Experiments and Results

Due to the diversity of culture and human nature, determining the content a person enjoys is extremely difficult. As a result, numerous academics are working on content popularity prediction before releasing it on social media sites, blogs, websites, or other information sources. A feedback survey was designed in this study to find out consumers’ actual ratings rather than expected evaluations. As a result, more than 37 responses from various religions, cultures, and genders have been gathered. More than six countries’ social networking site users participate in this feedback and provide crucial comments on machine learning generated memes. The first seven memes were chosen for the feedback survey, which gathered user feedback. Figure 7 illustrates the first four memes.

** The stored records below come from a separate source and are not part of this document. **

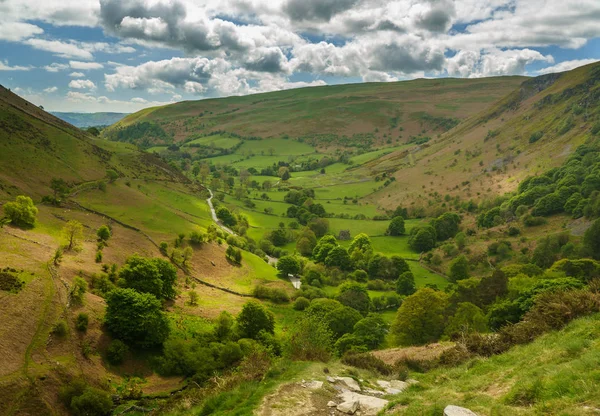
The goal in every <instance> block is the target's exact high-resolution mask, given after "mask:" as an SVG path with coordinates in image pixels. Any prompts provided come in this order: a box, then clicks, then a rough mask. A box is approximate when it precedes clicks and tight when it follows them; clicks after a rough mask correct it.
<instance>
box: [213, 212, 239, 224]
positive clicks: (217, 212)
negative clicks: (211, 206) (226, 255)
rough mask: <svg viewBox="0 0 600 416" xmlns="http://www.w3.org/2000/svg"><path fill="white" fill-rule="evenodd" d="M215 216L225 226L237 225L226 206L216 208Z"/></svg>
mask: <svg viewBox="0 0 600 416" xmlns="http://www.w3.org/2000/svg"><path fill="white" fill-rule="evenodd" d="M217 218H219V219H220V220H221V222H222V223H223V224H224V225H225V226H227V227H234V226H235V225H237V218H235V215H233V214H232V213H231V211H229V210H228V209H227V208H226V207H219V208H217Z"/></svg>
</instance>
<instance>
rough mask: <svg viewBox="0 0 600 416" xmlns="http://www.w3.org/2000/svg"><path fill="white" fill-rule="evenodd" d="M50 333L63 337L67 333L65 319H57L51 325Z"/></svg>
mask: <svg viewBox="0 0 600 416" xmlns="http://www.w3.org/2000/svg"><path fill="white" fill-rule="evenodd" d="M52 333H53V334H54V335H56V336H58V337H61V338H62V337H65V336H66V335H67V334H68V333H69V327H68V326H67V323H66V322H65V321H62V320H61V321H58V322H57V323H56V324H54V327H52Z"/></svg>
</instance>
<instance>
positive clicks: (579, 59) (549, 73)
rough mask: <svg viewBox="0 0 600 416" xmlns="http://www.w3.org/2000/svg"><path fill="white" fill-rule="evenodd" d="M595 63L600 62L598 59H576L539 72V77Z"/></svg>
mask: <svg viewBox="0 0 600 416" xmlns="http://www.w3.org/2000/svg"><path fill="white" fill-rule="evenodd" d="M594 62H598V59H576V60H573V61H563V62H560V63H558V64H556V65H553V66H549V67H546V68H543V69H540V70H539V71H537V73H538V74H539V75H543V74H551V73H554V72H564V71H570V70H572V69H575V68H579V67H580V66H584V65H589V64H593V63H594Z"/></svg>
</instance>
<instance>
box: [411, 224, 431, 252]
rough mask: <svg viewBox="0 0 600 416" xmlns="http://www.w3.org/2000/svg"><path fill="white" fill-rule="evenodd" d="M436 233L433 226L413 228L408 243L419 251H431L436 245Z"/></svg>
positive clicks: (411, 231) (417, 251) (414, 248)
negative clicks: (435, 241)
mask: <svg viewBox="0 0 600 416" xmlns="http://www.w3.org/2000/svg"><path fill="white" fill-rule="evenodd" d="M435 241H436V234H435V229H434V228H433V227H421V228H413V229H412V231H411V235H410V238H409V239H408V245H409V246H410V248H412V249H413V250H415V251H417V252H425V251H429V250H431V249H432V248H434V247H435Z"/></svg>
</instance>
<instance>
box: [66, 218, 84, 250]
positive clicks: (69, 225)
mask: <svg viewBox="0 0 600 416" xmlns="http://www.w3.org/2000/svg"><path fill="white" fill-rule="evenodd" d="M63 235H64V236H65V238H66V239H67V250H72V249H73V248H74V247H75V246H76V245H77V242H78V241H79V240H81V239H82V238H83V225H82V224H81V223H80V222H79V221H77V220H71V221H69V222H67V224H66V225H65V226H64V227H63Z"/></svg>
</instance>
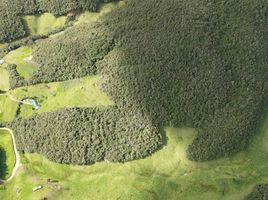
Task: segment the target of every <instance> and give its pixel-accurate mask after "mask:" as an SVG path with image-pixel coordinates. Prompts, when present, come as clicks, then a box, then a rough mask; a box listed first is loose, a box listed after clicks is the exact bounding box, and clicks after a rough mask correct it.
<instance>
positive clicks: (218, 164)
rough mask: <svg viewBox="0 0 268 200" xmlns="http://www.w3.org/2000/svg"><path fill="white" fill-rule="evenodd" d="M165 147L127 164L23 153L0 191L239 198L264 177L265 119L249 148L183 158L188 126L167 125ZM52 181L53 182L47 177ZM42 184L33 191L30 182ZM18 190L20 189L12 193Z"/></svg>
mask: <svg viewBox="0 0 268 200" xmlns="http://www.w3.org/2000/svg"><path fill="white" fill-rule="evenodd" d="M165 130H166V134H167V146H166V147H164V148H163V149H161V150H160V151H158V152H156V153H154V154H153V155H152V156H150V157H147V158H145V159H141V160H136V161H132V162H127V163H124V164H122V163H108V162H101V163H97V164H94V165H92V166H74V165H64V164H57V163H54V162H51V161H48V160H47V159H45V158H44V157H43V156H41V155H38V154H24V155H21V157H22V164H23V167H22V168H20V170H19V171H18V174H17V176H16V177H15V179H14V180H13V181H11V182H10V183H7V184H6V185H5V189H2V190H0V197H1V195H2V198H3V199H7V200H12V199H20V198H21V199H33V200H34V199H40V198H44V197H47V198H48V199H49V198H52V199H56V200H58V199H66V198H67V199H68V198H72V199H74V200H87V199H92V198H94V199H96V200H106V199H118V198H120V199H133V200H143V199H144V200H145V199H146V200H148V199H150V200H162V199H170V200H177V199H185V200H192V199H200V200H214V199H228V200H239V199H241V200H242V199H243V198H244V197H245V196H247V194H249V193H250V192H251V190H252V188H253V187H254V185H255V184H256V183H257V182H268V174H267V170H265V169H266V168H267V167H268V162H267V153H268V148H267V145H268V143H267V142H268V140H267V139H268V121H267V118H266V120H265V122H264V124H263V126H261V128H260V129H259V130H258V134H257V136H256V137H255V138H254V140H253V141H252V143H251V145H250V146H249V148H248V149H247V150H245V151H242V152H240V153H238V154H236V155H234V156H230V157H228V158H223V159H219V160H217V161H209V162H203V163H196V162H191V161H189V160H188V159H185V156H186V150H187V147H188V145H189V144H190V143H191V142H192V140H193V139H194V137H195V134H196V133H197V131H196V130H194V129H189V128H183V129H176V128H171V127H168V128H166V129H165ZM48 179H50V180H52V181H53V180H55V181H56V182H55V183H50V182H48ZM39 184H42V185H44V189H43V190H42V191H40V192H37V193H33V192H32V187H34V186H36V185H39ZM15 188H16V189H19V190H20V192H12V191H14V190H15Z"/></svg>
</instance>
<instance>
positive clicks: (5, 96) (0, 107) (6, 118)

Figure 7. Sample of final generated memes by our proposed method.

After receiving valuable popularity feedback on the created memes, it was discovered that each meme received more than three out of five possible scores. As shown in Figure 8 and Figure 9. During the feedback, it was discovered that meme number seven was the most popular among female observers, and it is worth noting that none of the memes contain any aggressive or immoral language. And, most crucially, all memes are intended for a wide range of cultural and ethnic audiences, whether they like it or not. Blockchain technology can be used to extend the presented method.25–27 Additionally, the proposed deep neural network can be used for other real-time applications such as vehicle classification.28–31

Figure 8. Results of the popularity feedback.
Figure 9. Results of the popularity feedback.


The creation of memes was proved in this paper using several networks. With this study, the model includes a convolutional neural network encoder and an LSTM decoder to aid in sentence generation. Experimenting with the model on the Flickr8K dataset yielded promising results. Based on the BLEU score, we assess the model’s accuracy. The findings acquired from a variety of users utilizing a popularity feedback form show that memes may be created using machine learning and deep learning approaches. Furthermore, deep learning algorithms can be used to assess the popularity of memes before they are shared on social media networks. Machine learning could be used to generate GIF or video-based memes in the future. Furthermore, there are numerous memes on social media platforms that promote racism and hate speech; these memes may be eliminated from many internet platforms using machine learning algorithms, reducing hate speech, which is a major threat in many developing countries.